The Court also explained that the same rationale justifies its refusal to defer to agency interpretations of regulations that merely parrot statutory language:

For a similar reason, this Court has denied Auer deference when an agency interprets a rule that parrots the statutory text. See Gonzales v. Oregon, 546 U.S. 243, 257 (2006). An agency, we explained, gets no “special authority to interpret its own words when, instead of using its expertise and experience to formulate a regulation, it has elected merely to paraphrase the statutory language.” Ibid.

Expertise matters, the Court explained, because "the core theory of Auer deference is that sometimes the law runs out, and policy-laden choice is what is left over." Congress would presumably prefer an expert agency with some political accountability to make such policy calls instead of a non-expert, unaccountable court.

By that logic, courts must refuse deference in step 1.5 cases. After all, an agency that thinks the language of the regulation is unambiguous and therefore leaves the agency no choice but to apply the text as written cannot possibly bring its expertise to bear on the question, and its views regarding any policy questions implicated by the regulatory text are entirely irrelevant. (One exception to this principle might exist for cases where the agency says it views the language as unambiguous but adds that its expertise in the area would lead it to reach the same result in any event).

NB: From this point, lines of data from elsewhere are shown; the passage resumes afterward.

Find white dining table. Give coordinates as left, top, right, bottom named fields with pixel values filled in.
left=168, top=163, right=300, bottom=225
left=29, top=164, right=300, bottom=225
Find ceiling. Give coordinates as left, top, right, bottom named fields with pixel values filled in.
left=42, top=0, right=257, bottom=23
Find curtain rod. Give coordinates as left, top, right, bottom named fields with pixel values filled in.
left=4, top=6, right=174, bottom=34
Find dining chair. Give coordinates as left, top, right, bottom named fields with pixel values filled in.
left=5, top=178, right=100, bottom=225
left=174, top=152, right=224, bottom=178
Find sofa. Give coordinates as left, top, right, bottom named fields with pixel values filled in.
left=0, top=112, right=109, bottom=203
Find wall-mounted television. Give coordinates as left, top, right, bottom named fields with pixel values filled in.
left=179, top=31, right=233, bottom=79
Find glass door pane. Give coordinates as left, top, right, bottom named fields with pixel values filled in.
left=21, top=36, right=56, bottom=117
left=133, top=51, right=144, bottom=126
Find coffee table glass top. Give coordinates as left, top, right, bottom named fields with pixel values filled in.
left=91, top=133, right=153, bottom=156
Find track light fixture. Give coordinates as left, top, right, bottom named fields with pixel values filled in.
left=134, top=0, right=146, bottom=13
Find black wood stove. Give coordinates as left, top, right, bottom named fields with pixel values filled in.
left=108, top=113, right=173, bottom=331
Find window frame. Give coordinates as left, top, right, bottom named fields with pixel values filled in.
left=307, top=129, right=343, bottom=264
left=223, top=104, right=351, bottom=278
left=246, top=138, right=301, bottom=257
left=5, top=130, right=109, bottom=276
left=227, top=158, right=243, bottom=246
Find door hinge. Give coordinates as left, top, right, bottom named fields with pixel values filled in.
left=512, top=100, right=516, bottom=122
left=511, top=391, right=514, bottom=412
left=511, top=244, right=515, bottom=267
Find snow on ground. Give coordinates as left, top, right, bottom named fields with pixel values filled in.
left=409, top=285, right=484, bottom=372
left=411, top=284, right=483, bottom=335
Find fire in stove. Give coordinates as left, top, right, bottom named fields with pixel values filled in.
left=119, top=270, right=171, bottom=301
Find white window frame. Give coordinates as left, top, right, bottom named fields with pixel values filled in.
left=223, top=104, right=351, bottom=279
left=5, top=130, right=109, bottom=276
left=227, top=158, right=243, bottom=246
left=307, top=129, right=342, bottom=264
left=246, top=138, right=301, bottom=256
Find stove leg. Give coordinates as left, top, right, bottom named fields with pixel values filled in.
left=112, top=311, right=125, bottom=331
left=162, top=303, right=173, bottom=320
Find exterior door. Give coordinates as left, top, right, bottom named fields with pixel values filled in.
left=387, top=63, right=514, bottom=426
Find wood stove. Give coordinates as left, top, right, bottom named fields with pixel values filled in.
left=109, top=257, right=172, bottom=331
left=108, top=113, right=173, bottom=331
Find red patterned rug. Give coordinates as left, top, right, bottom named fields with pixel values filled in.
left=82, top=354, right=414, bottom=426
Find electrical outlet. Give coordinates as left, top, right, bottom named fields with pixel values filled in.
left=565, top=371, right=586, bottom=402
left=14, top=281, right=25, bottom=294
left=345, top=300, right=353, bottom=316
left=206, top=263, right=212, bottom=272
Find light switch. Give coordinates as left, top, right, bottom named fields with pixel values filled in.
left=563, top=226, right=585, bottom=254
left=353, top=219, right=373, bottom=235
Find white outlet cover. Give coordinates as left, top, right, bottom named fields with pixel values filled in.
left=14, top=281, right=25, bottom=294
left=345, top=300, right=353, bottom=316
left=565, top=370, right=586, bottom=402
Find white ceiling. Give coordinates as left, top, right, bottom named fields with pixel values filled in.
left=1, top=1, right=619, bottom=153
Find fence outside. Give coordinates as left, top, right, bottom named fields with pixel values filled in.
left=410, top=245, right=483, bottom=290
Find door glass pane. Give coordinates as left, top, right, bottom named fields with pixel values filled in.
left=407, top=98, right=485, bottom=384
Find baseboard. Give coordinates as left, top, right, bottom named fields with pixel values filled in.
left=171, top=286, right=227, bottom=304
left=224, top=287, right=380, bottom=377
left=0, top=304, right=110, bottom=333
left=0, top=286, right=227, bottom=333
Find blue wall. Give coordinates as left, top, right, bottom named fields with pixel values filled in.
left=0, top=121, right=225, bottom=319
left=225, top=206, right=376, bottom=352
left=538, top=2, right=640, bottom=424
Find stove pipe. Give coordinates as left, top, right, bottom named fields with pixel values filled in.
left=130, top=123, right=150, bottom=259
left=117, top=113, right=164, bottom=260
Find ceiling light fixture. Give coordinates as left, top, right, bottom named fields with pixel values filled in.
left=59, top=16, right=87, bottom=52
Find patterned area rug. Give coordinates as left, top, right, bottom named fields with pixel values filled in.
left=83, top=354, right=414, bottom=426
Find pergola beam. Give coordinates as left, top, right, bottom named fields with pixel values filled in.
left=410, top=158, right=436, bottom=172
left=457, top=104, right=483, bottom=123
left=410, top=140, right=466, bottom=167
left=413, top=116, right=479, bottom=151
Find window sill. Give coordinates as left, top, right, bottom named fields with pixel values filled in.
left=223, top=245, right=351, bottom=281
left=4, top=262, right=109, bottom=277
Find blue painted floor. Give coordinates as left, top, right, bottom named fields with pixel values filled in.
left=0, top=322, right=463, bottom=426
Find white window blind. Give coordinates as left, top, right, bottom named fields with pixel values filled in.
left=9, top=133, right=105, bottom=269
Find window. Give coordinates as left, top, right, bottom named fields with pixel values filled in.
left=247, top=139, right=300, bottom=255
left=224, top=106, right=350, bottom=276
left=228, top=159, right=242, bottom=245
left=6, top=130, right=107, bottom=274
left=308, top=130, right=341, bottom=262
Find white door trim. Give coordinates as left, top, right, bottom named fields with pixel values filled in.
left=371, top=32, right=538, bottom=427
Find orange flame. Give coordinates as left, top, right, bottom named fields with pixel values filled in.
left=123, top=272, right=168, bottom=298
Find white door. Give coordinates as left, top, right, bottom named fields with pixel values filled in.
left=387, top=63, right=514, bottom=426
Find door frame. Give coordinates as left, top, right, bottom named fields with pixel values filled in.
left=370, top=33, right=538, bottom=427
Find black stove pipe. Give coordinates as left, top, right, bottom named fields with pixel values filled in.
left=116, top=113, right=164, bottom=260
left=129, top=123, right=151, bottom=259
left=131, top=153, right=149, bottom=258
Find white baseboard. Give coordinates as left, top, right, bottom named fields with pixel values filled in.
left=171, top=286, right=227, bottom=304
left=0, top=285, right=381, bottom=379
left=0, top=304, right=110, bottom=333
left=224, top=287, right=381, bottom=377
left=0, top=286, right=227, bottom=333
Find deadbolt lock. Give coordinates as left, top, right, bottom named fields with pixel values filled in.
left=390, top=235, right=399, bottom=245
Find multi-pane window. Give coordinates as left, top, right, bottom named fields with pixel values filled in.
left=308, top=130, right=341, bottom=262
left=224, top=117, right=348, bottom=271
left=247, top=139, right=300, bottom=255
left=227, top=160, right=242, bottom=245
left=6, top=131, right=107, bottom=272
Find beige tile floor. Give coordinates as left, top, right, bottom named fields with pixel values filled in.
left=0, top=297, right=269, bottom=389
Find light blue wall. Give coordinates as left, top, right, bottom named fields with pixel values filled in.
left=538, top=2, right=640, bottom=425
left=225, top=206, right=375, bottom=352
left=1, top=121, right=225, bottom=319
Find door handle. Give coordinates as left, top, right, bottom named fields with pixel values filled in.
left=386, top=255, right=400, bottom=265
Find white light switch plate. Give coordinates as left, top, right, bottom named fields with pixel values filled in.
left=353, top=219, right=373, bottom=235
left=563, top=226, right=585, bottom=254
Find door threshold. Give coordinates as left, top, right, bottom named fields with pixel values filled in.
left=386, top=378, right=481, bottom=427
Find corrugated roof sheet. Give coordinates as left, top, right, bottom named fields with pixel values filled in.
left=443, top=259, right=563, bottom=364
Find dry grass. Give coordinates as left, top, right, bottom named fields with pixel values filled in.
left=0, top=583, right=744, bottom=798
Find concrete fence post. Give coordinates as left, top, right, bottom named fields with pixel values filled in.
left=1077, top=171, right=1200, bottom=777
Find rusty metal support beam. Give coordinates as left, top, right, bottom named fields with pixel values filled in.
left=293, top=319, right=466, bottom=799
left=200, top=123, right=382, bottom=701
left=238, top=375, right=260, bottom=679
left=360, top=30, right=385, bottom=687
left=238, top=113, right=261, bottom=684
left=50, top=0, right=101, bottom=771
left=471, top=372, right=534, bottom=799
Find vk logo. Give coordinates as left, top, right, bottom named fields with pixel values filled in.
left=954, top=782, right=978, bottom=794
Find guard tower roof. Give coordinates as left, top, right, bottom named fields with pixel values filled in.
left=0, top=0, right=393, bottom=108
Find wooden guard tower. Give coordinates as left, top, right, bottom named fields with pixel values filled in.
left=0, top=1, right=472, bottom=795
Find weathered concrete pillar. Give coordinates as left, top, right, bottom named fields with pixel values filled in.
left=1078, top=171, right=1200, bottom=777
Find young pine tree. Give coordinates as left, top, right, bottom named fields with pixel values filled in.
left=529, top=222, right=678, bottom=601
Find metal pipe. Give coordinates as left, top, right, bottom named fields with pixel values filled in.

In short, it seems to me that Kisor requires courts to apply a step 1.5 rule when reviewing agency interpretations of their own regulations. If I'm right, that's a pretty big deal. In Kisor itself, for example, the agency insisted that the statutory language unambiguously commanded its favored interpretation, which means should be a 1.5 case. Furthermore, although the various opinions in Kisor repeatedly noted various differences between the Auer and Chevron frameworks, the Court in the passage above relied on Chevron cases for the proposition that deference is inappropriate in cases where the agency's expertise/policy judgment wasn't involved. Does that mean that the Court would like to see step 1.5 applied more broadly in Chevron cases as well? Sure seems like it. See Epic Systems v. Lewis.